Help the user install, configure, validate, and start OpenViking with the smallest viable path.

General Principles

  • Default to the normal end-user installation path; do not default to source builds
  • Default to prebuilt packages; do not assume Go / Rust / C++ / CMake are required
  • If configuration is uncertain, ask the user first; do not guess provider, model, api_base, api_key, or workspace
  • Only move to the source-build path when installation clearly falls back to local compilation, or when the user explicitly asks for a source install

SOP

1. Choose the path

First determine which category the user belongs to.

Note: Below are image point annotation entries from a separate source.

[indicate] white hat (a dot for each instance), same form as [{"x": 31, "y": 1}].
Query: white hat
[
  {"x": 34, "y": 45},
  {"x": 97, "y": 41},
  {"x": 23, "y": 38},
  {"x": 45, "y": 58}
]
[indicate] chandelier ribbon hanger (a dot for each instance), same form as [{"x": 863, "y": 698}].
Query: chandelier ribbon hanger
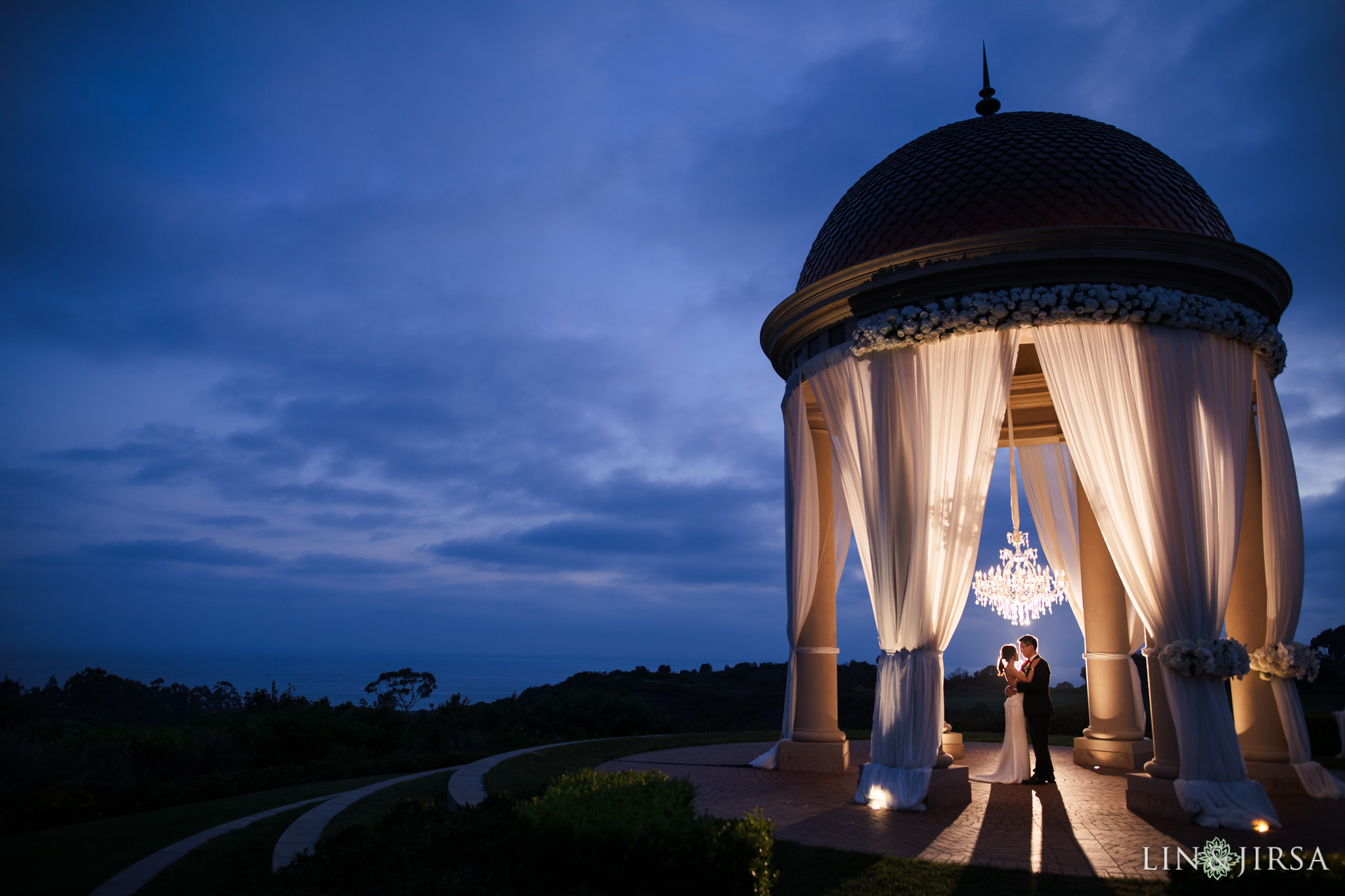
[{"x": 1019, "y": 589}]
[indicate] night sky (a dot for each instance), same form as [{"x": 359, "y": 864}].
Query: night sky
[{"x": 433, "y": 327}]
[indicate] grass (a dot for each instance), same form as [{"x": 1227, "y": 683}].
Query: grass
[
  {"x": 374, "y": 807},
  {"x": 73, "y": 860},
  {"x": 530, "y": 773},
  {"x": 818, "y": 871},
  {"x": 961, "y": 700},
  {"x": 233, "y": 863},
  {"x": 998, "y": 738}
]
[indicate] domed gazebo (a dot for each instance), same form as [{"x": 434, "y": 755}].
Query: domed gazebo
[{"x": 1078, "y": 276}]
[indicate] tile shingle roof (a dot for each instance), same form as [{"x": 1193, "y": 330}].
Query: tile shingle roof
[{"x": 1012, "y": 171}]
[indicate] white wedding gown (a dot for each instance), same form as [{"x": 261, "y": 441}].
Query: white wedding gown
[{"x": 1015, "y": 756}]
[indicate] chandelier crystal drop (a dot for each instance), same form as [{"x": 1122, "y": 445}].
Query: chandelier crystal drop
[{"x": 1020, "y": 589}]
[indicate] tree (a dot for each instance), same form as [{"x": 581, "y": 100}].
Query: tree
[{"x": 403, "y": 688}]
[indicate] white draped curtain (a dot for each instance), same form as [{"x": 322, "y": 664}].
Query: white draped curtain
[
  {"x": 802, "y": 536},
  {"x": 1157, "y": 419},
  {"x": 914, "y": 435},
  {"x": 1048, "y": 477},
  {"x": 802, "y": 543},
  {"x": 1282, "y": 524}
]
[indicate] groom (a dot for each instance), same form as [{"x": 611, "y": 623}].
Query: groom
[{"x": 1036, "y": 707}]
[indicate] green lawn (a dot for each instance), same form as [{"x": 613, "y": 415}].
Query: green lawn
[
  {"x": 231, "y": 864},
  {"x": 962, "y": 700},
  {"x": 73, "y": 860},
  {"x": 817, "y": 871},
  {"x": 533, "y": 771},
  {"x": 372, "y": 809}
]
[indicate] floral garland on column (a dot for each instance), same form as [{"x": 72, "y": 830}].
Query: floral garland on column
[
  {"x": 1286, "y": 660},
  {"x": 1219, "y": 658},
  {"x": 1042, "y": 307}
]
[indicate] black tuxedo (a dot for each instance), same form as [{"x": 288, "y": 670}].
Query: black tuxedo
[{"x": 1036, "y": 707}]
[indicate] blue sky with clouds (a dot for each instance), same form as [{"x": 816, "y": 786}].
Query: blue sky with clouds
[{"x": 435, "y": 326}]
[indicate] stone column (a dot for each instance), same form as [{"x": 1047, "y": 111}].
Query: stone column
[
  {"x": 1255, "y": 714},
  {"x": 818, "y": 742},
  {"x": 1115, "y": 736},
  {"x": 1153, "y": 792}
]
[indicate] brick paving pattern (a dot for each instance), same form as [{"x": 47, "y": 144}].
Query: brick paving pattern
[{"x": 1079, "y": 826}]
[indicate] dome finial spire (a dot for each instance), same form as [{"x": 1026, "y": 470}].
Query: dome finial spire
[{"x": 988, "y": 105}]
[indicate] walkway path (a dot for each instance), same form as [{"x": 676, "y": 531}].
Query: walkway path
[
  {"x": 1080, "y": 826},
  {"x": 132, "y": 879},
  {"x": 301, "y": 837}
]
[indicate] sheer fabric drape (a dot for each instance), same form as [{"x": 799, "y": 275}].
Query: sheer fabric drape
[
  {"x": 1282, "y": 523},
  {"x": 801, "y": 545},
  {"x": 1048, "y": 477},
  {"x": 914, "y": 433},
  {"x": 1157, "y": 419}
]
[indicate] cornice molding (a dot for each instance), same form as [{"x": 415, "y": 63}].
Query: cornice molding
[{"x": 1129, "y": 255}]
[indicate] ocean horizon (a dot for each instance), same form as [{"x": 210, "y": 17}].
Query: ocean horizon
[{"x": 340, "y": 676}]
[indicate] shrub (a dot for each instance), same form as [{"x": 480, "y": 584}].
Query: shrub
[{"x": 636, "y": 832}]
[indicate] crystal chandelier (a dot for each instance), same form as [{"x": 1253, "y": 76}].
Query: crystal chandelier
[{"x": 1019, "y": 589}]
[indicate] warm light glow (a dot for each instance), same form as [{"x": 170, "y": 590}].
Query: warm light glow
[{"x": 1020, "y": 589}]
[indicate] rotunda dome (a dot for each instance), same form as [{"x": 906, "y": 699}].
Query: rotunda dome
[{"x": 1005, "y": 172}]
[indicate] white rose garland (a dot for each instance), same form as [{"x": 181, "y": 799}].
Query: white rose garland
[
  {"x": 1286, "y": 660},
  {"x": 1042, "y": 307},
  {"x": 1219, "y": 658}
]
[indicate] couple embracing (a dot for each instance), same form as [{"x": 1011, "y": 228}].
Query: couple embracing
[{"x": 1026, "y": 711}]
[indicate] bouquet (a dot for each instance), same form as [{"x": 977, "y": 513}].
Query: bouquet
[
  {"x": 1286, "y": 660},
  {"x": 1219, "y": 658}
]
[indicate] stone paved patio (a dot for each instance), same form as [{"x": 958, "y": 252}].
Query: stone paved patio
[{"x": 1079, "y": 826}]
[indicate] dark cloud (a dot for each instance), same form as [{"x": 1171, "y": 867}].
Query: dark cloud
[
  {"x": 341, "y": 565},
  {"x": 202, "y": 553},
  {"x": 233, "y": 521}
]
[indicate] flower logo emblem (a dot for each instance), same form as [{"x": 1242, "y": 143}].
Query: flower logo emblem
[{"x": 1216, "y": 859}]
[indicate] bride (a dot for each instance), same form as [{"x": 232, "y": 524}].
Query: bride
[{"x": 1013, "y": 767}]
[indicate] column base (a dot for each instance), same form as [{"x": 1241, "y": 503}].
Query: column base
[
  {"x": 948, "y": 788},
  {"x": 1278, "y": 778},
  {"x": 1113, "y": 754},
  {"x": 1149, "y": 796},
  {"x": 953, "y": 744},
  {"x": 797, "y": 756}
]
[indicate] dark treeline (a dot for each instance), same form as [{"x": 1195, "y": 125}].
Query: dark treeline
[{"x": 101, "y": 744}]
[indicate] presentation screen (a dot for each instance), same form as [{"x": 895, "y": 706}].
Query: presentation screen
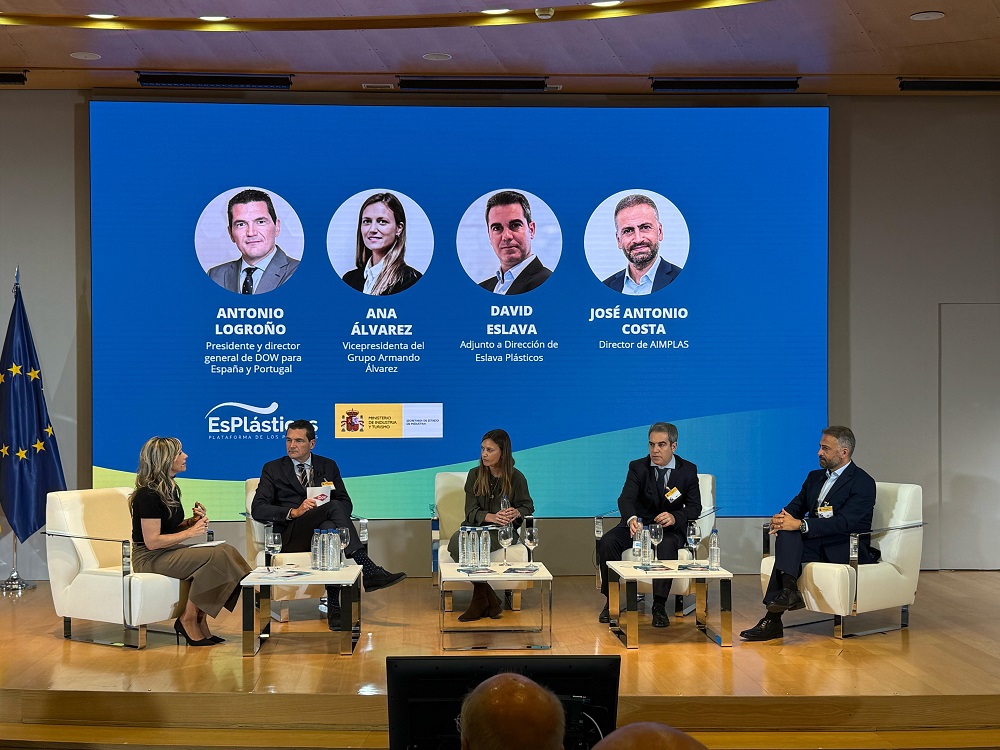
[{"x": 407, "y": 278}]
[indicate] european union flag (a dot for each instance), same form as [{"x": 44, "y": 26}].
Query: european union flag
[{"x": 30, "y": 467}]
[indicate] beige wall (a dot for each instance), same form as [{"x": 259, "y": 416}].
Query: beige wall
[{"x": 914, "y": 222}]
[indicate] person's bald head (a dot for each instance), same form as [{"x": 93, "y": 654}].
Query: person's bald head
[
  {"x": 648, "y": 735},
  {"x": 510, "y": 710}
]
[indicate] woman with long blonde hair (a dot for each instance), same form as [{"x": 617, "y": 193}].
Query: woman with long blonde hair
[
  {"x": 379, "y": 257},
  {"x": 158, "y": 530}
]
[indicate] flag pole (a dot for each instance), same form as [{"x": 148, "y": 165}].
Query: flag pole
[{"x": 14, "y": 581}]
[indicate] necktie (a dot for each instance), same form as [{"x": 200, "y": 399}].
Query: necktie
[{"x": 248, "y": 281}]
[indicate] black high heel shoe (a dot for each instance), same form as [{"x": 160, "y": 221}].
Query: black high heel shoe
[{"x": 181, "y": 631}]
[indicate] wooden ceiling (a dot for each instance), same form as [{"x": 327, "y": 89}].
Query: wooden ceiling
[{"x": 833, "y": 46}]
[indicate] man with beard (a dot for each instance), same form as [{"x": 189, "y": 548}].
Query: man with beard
[
  {"x": 835, "y": 501},
  {"x": 639, "y": 233}
]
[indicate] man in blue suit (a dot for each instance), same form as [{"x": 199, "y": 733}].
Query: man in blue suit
[
  {"x": 639, "y": 234},
  {"x": 835, "y": 501},
  {"x": 254, "y": 227}
]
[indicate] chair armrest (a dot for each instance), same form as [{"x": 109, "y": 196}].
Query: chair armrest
[{"x": 125, "y": 543}]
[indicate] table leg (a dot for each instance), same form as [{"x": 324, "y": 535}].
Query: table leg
[
  {"x": 256, "y": 618},
  {"x": 350, "y": 617}
]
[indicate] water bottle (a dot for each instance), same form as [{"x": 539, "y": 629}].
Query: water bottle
[
  {"x": 473, "y": 547},
  {"x": 714, "y": 552},
  {"x": 314, "y": 561},
  {"x": 484, "y": 546},
  {"x": 463, "y": 549}
]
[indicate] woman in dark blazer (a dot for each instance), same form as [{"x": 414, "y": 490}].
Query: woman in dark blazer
[{"x": 485, "y": 488}]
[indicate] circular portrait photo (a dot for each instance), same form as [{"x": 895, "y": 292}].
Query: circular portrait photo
[
  {"x": 380, "y": 242},
  {"x": 509, "y": 242},
  {"x": 249, "y": 240},
  {"x": 636, "y": 242}
]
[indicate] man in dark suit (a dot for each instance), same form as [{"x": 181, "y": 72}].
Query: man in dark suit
[
  {"x": 254, "y": 227},
  {"x": 659, "y": 488},
  {"x": 511, "y": 230},
  {"x": 281, "y": 499},
  {"x": 639, "y": 234},
  {"x": 835, "y": 501}
]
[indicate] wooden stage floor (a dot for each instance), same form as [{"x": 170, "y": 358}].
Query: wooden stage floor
[{"x": 936, "y": 684}]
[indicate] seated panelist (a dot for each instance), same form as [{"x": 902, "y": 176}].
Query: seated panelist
[
  {"x": 281, "y": 500},
  {"x": 659, "y": 488},
  {"x": 485, "y": 489},
  {"x": 158, "y": 530}
]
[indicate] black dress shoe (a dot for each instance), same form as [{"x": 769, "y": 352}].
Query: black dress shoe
[
  {"x": 765, "y": 630},
  {"x": 382, "y": 579},
  {"x": 660, "y": 619},
  {"x": 787, "y": 599}
]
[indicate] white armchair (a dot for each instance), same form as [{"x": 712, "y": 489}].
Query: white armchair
[
  {"x": 88, "y": 550},
  {"x": 684, "y": 587},
  {"x": 848, "y": 590},
  {"x": 280, "y": 595},
  {"x": 449, "y": 501}
]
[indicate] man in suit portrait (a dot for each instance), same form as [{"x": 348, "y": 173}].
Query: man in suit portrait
[
  {"x": 281, "y": 499},
  {"x": 660, "y": 488},
  {"x": 639, "y": 234},
  {"x": 836, "y": 500},
  {"x": 511, "y": 230},
  {"x": 254, "y": 228}
]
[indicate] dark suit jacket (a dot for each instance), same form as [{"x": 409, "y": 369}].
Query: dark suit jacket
[
  {"x": 279, "y": 490},
  {"x": 665, "y": 273},
  {"x": 355, "y": 278},
  {"x": 853, "y": 499},
  {"x": 533, "y": 275},
  {"x": 640, "y": 497},
  {"x": 278, "y": 271}
]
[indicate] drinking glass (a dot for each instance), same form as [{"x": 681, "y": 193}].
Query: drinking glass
[
  {"x": 655, "y": 537},
  {"x": 531, "y": 541},
  {"x": 506, "y": 535},
  {"x": 694, "y": 539}
]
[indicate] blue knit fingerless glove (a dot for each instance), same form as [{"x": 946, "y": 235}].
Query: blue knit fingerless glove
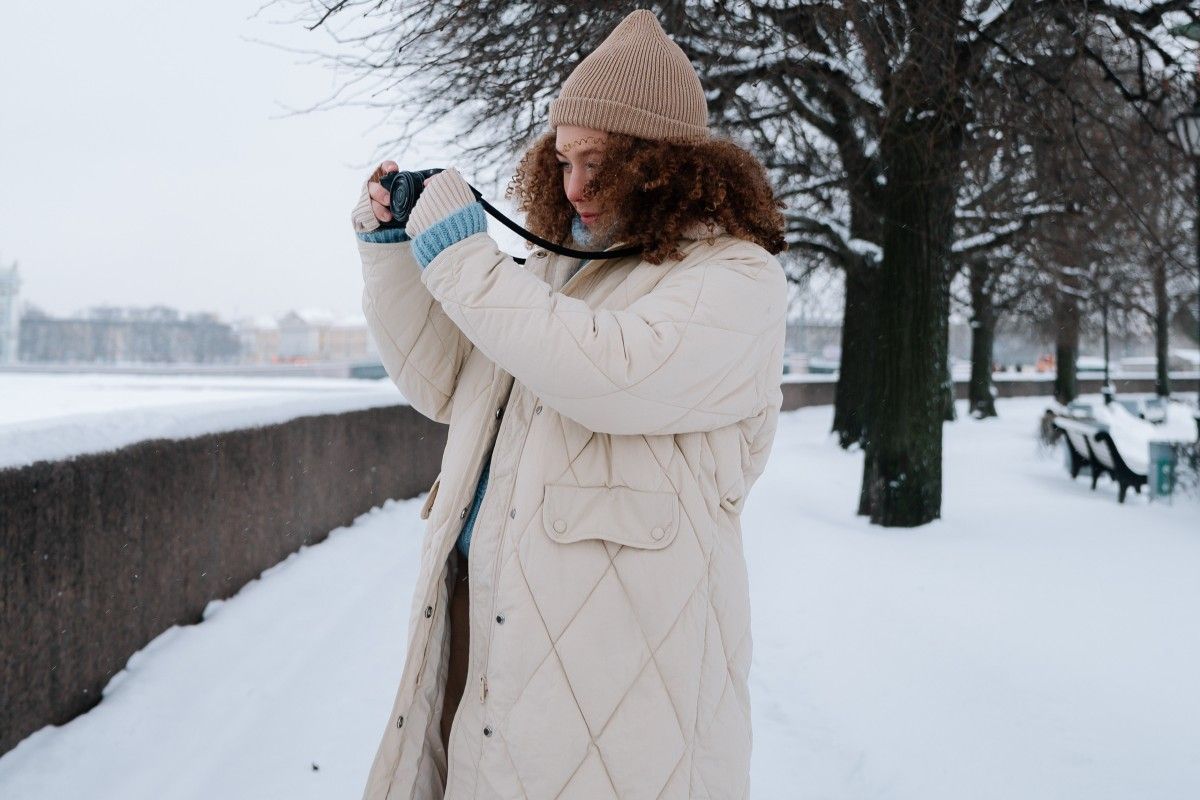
[{"x": 462, "y": 223}]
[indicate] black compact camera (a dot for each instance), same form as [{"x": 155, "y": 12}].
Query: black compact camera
[{"x": 406, "y": 190}]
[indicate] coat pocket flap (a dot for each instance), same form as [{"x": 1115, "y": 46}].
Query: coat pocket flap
[
  {"x": 429, "y": 501},
  {"x": 617, "y": 513}
]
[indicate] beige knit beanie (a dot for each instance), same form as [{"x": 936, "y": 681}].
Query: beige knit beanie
[{"x": 637, "y": 82}]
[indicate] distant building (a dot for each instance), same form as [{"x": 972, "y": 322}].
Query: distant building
[
  {"x": 115, "y": 335},
  {"x": 317, "y": 335},
  {"x": 10, "y": 320},
  {"x": 259, "y": 340}
]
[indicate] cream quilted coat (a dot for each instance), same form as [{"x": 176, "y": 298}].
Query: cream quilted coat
[{"x": 631, "y": 408}]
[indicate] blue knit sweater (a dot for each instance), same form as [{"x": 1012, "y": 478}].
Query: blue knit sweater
[{"x": 426, "y": 246}]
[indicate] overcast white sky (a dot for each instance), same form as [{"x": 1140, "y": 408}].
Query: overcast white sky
[{"x": 141, "y": 164}]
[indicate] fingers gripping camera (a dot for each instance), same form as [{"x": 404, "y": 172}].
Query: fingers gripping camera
[{"x": 443, "y": 196}]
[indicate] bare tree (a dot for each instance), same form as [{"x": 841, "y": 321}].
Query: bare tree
[{"x": 862, "y": 109}]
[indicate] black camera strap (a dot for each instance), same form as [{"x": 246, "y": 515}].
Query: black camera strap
[{"x": 549, "y": 245}]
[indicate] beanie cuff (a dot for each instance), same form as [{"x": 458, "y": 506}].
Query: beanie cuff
[{"x": 619, "y": 118}]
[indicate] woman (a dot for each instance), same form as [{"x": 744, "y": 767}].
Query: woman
[{"x": 580, "y": 626}]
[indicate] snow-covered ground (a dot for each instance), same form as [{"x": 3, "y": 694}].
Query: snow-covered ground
[
  {"x": 1039, "y": 641},
  {"x": 46, "y": 416}
]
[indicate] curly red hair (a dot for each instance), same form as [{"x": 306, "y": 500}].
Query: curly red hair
[{"x": 660, "y": 187}]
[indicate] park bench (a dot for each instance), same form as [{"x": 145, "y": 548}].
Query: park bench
[{"x": 1090, "y": 444}]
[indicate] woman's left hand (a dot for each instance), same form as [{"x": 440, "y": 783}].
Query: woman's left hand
[{"x": 443, "y": 196}]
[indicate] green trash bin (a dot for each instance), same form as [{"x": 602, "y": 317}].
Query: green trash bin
[{"x": 1163, "y": 459}]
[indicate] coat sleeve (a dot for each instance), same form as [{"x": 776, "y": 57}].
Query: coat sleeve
[
  {"x": 696, "y": 353},
  {"x": 420, "y": 347}
]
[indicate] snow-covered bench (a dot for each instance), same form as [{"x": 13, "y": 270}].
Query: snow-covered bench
[{"x": 1090, "y": 444}]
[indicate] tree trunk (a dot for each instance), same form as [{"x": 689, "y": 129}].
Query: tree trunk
[
  {"x": 948, "y": 411},
  {"x": 857, "y": 354},
  {"x": 903, "y": 441},
  {"x": 981, "y": 398},
  {"x": 1162, "y": 330},
  {"x": 1066, "y": 349}
]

A. Standard minimal install

Use this path if any of the following is true:

  • The user just wants OpenViking installed and running
  • The user just wants to try or integrate OpenViking
  • The user is not asking for source-level development
  • The user is not asking to modify low-level native components

Execution path:

  1. Install the Python package
  2. Ask for model configuration
  3. Generate ~/.openviking/ov.conf
  4. Run openviking-server doctor
  5. Start openviking-server

B. Local-model install (Ollama)

Use this path if any of the following is true:

  • The user explicitly wants local models
  • The user explicitly wants Ollama
  • The user does not want to fill in many model settings manually

Execution path:

  1. Run openviking-server init
  2. Run openviking-server doctor
  3. Start openviking-server

C. Docker install

Use this path if any of the following is true:

  • The user explicitly wants to install or run with Docker
  • The user does not want to install the Python package directly on the host
  • The user wants configuration and data persisted via a mounted volume

Execution path:

  1. Confirm whether the user already has an ov.conf
  2. If not, confirm model configuration first or guide them to run openviking-server init inside the container
  3. Start the container with the image or docker-compose.yml
  4. Verify /health

D. Windows install

Use this path if any of the following is true:

  • The user is on Windows
  • The user asks for Windows installation steps

Execution path:

  1. Prefer the prebuilt-wheel path from the standard minimal install flow
  2. Configure OPENVIKING_CONFIG_FILE with Windows shell syntax
  3. Run openviking-server doctor
  4. Start openviking-server
  5. Only enter the Windows local-build path if wheels are unavailable or installation fails

E. Source build

Only use this path if one of the following is true:

  • The user explicitly asks for a source install
  • Installation fails and the error clearly indicates local compilation is required
  • The current platform has no prebuilt wheel
  • The user explicitly wants to modify or rebuild low-level native components

Only then explain the required toolchain:

  • Go 1.22+
  • Rust 1.91.1+
  • A C++ compiler
  • CMake

2. Ask questions

If the user has not provided a complete model configuration, ask first. Do not write the config file yet.

Required questions

  1. Which model provider do you want to use?

    • openai
    • azure
    • volcengine
    • openai-codex
    • ollama
  2. Have you already decided on:

    • the embedding model name
    • the VLM model name
    • the API key / auth method
  3. Which directory should storage.workspace use?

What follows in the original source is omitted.